Dua bersaudara ini (karena sama-sama bercita-cita menumpas sistem demokrasi) masuk ke Indonesia saling mendukung dan menopang dengan berbagai cara. IM dengan ideologi tarbiyahnya yang kemudian menjelma menjadi partai berbasis Islam sedangkan HT tetap dengan pendiriannya, anti demokrasi sehingga tetap mengibarkan bendera khilafah yakni Hizbut Tahrir Indonesia (HTI) sebagai perlawanan terhadap kekuatan Barat. Karena lantang menyuarakan anti pemerintah dan anti demokrasi maka dengan cepat pemerintah membubarkan HTI dan menjadikannya sebagai partai terlarang sebagaimana PKI.

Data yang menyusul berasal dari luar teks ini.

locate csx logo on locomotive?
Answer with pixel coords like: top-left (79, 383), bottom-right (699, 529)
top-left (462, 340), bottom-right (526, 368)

Gulung tikarnya HTI tidak serta merta pengasong khilafah padam dan mati. Disamping tokoh dan pendukungnya yang sangat fanatik dan militan dengan gerakan bawah tanah dan tersembunyi, ormas ini masih punya nyawa dinegeri ini karena faktanya pendukung dan tokohnya masih lantang berteriak dan koar-koar menghujat pemerintah sebagai penjelmaan Fir'aun. Pemerintah dituding menerapkan sistem kafir dengan model provokasi klasiknya yakni pemerintah anti ulama dan anti Islam. Walau suara HTI pasang surut ibarat orang yang tenggelam atau "kelelep" namun kekuatan mereka masih ada dan wajib untuk diwaspadai.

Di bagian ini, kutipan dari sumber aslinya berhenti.